Decomposition group of a prime ideal and root of polynomials

Question

Let $f(x)$ be a monic irreducible polynomial with integer coefficient. Let $K$ be the splitting field of $f$ and $\alpha$ one of its roots. Let $p$ a prime number such that $p$ does not divide $disc(f)$ and suppose that $f$ has a root mod $p$. Then there exists a prime $P$ of $K$ over $p$ such that the decomposition group $G(P)\leq G(K|Q)$ is contained in $G(K|Q(\alpha))$. Why this is true?

Answer 1

$F$ is a separable extension of $Q$. Take $p$ relatively prime with the conductor of $Z[\alpha]$, that is the ideal $\{y \in O_F \ | \ y O_F\subseteq Z[\alpha]\}$. Notice that this ideal measure how far $Z[\alpha]$ is from $O_F$ (that is not monogenic in general). Then by Neukirch, Jürgen, Algebraic Number Theory, pag. 47, we have that, since $f$ has a root $\bmod p$ and then a linear factor, there is a prime $\mathcal{P}$ over $p$ in $F$ such that ${\rm f}(\mathcal{P}|p)=1$. Thus, for any $\mathfrak{p}$ over $\mathcal{P}$ in $K$, we have $f(\mathfrak{p}|p)=f(\mathfrak{p}|\mathcal{P})$.

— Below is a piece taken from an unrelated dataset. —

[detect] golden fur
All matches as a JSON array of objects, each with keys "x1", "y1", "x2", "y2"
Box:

If $p$ does not divide the discriminant of $K$, then $p$ doesn't ramify, so that $e(\mathfrak{p}|p)=1$. Then $e(\mathfrak{p}|\mathcal{P})=1$.

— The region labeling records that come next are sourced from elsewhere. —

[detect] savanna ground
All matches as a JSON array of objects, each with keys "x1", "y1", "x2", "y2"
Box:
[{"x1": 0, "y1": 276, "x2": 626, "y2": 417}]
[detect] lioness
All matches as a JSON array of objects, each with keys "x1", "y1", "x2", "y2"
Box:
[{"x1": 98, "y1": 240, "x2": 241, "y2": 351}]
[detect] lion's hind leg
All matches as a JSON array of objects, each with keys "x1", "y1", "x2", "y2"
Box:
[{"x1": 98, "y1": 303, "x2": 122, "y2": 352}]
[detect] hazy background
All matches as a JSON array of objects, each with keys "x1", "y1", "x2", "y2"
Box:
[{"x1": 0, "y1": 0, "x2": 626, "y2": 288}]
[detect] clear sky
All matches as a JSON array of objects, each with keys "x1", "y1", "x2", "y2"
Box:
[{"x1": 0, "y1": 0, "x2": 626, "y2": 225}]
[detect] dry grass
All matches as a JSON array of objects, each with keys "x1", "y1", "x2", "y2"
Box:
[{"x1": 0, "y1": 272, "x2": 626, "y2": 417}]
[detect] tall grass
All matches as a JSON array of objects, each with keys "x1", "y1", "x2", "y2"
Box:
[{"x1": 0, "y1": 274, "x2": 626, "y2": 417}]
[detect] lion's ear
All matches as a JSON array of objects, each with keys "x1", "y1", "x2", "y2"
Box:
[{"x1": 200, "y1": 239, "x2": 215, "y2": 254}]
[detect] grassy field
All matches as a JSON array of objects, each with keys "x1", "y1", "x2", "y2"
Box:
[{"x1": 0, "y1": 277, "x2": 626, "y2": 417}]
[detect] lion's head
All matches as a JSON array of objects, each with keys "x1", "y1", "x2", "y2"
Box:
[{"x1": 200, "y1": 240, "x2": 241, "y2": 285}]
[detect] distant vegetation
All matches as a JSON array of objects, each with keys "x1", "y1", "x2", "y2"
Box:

Now, since $K$ is Galois both over $F$ and $Q$, the order of the decomposition group $$\# D_{K|F}(\mathfrak{p})=e(\mathfrak{p}|\mathcal{P})f(\mathfrak{p}|\mathcal{P})=f(\mathfrak{p}|\mathcal{P})=f(\mathfrak{p}|p)=e(\mathfrak{p}|p)f(\mathfrak{p}|p) =\# D_{K|Q}(\mathfrak{p})$$ and then $$ D_{K|Q}(\mathfrak{p})=D_{K|F}(\mathfrak{p}) \leq G(K|F).$$

The only problem is now to prove that if $p$ does not divide $disc(f)$ then it is relatively prime with the conductor of $Z[\alpha]$ and does not divide the discriminant of $K$.

For this see Lang, Algebraic Number Theory, III.3.